Mountain Biking

Mountain biking is a growing sport in Pembrokeshire where there are several trails, some of them challenging, others making for easy riding.

The 16-mile Canaston Trail takes the rider from the quaint little market town of Narberth, which in recent years has carved a special niche for itself as a unique boutique town of specialised gift shops, restaurants and art galleries.

The bikers meet at the Townsmoor carpark and head west down steep Carding Mill Lane to the largest ancient woodland in Pembrokeshire, 500-acre Canaston Wood, where the A40 trunk road crosses the Eastern Cleddau river at Canaston Bridge.

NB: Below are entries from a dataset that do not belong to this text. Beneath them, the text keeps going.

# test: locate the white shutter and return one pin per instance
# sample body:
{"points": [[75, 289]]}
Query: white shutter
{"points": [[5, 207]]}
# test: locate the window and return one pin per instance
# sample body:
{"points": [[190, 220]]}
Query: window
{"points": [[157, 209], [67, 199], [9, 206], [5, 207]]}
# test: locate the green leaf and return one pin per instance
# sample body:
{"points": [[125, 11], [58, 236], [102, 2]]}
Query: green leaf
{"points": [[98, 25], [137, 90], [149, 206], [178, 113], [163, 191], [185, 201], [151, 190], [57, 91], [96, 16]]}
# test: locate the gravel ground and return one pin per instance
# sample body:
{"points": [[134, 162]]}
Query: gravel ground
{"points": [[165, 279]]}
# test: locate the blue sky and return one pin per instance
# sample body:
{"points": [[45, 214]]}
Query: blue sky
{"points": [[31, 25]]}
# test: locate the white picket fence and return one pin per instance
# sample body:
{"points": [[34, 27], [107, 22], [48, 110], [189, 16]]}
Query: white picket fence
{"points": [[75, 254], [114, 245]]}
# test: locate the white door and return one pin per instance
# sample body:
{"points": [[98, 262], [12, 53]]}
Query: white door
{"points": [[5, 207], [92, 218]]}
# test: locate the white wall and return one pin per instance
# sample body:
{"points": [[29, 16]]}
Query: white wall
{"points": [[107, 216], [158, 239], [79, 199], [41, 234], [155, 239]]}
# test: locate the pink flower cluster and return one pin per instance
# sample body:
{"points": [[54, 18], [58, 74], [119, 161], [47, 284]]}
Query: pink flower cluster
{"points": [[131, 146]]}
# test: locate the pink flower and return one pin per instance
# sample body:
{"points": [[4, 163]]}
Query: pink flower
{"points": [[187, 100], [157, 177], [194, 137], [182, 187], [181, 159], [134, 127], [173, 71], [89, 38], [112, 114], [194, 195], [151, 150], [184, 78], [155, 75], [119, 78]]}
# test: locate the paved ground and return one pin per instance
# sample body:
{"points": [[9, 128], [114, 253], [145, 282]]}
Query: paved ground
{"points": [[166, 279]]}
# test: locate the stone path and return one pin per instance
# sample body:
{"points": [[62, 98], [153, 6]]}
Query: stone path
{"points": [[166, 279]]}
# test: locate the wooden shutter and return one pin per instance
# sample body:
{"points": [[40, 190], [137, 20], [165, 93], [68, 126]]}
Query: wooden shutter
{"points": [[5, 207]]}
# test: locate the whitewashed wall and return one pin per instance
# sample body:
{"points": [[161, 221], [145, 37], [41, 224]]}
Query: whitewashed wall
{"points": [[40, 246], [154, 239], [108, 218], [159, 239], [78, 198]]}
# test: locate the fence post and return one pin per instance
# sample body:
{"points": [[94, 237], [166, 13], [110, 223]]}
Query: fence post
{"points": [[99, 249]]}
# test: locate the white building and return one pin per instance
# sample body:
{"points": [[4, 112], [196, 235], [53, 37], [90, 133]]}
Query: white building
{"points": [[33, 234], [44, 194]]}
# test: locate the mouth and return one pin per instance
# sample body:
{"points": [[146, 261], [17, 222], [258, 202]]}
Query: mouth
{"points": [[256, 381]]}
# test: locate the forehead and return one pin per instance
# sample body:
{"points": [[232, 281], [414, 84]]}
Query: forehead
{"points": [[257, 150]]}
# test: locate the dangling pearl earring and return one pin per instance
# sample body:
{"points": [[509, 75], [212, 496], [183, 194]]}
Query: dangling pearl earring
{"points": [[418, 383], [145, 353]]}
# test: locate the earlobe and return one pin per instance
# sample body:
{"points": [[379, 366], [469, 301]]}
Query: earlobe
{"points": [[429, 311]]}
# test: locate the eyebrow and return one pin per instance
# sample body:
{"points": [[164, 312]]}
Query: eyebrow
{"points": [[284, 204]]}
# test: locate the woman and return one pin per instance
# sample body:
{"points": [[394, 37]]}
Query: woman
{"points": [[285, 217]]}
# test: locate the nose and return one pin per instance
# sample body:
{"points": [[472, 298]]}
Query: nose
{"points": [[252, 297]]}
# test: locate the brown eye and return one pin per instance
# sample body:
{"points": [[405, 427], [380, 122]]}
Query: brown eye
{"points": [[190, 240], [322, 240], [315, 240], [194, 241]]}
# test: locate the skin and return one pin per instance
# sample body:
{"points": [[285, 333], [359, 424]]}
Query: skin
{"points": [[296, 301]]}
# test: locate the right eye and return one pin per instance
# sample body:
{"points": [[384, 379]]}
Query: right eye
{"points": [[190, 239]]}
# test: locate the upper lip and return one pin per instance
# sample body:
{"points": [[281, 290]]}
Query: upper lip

The route’s popularity has led to improved track surface and drainage in the lower boggy areas, which are now usable all year round and visitors have described it as an exhilarating ride with plenty of ups and downs, steep hills and a few water splashes.

It is currently being advertised by Mountain Bikes Pembrokeshire as an ideal ride for families with children celebrating birthdays or for hen or stag parties. Pre-ride instruction includes an introduction to the finer points of mountain bike control such as front wheel lift, power front wheel lift, rear wheel lift, parallel wheel lift and the rather more difficult bunny hop, all of which are designed to improve effective control.

For those who want to enjoy an elevated ride with all the views that go with it, the 14 mile Preseli Trail is an excellent option. It takes the rider on some lung-busting climbs up to the summit of the Preseli Hills at Foelcwmcerwyn (1,760-feet) - that’s a third of a mile - and the views from the top are stunning. Its a ride through prehistory, for the bikers pass close to ancient burial mounds, standing stones and hut circles.

Not far away is the Newport Trail which starts in that picturesque seaside town and follows a route past the prehistoric burial chamber or Cromlech at Pentre Ifan.

Also in North Pembrokeshire is the 7.5-mile long trail around the Llysyfran reservoir, with its imposing 110-foot high dam holding back millions of tons of water to form a lake providing facilities for fishing, sailing and boating. This is the Llysyfran Reservoir and Country Park owned by Dwr Cymru (Welsh Water) who provide the necessary facilities for mountain bike rides: the bicycles, the headgear and a track with challenging steeps, beautiful scenery and rich willdlife.

There is more history along the 14-mile Last Invasion Trail at Fishguard, which visits the site of the last invasion of Britain by French mercenaries in 1797. A commemorative stone on the clifftop at Carreg Wastad, near Strumble Head, marks the spot where the abortive attack began and the riders see some of the homes which fell victim to the drunken ravages of the indisciplined raiders.

The Brunel Trail, a 14-mile circuit along the Sus-Trans track between Haverfordwest and Neyland Marina, has the luxury of a tarmacadam surface following Brunel’s South Wales railway track.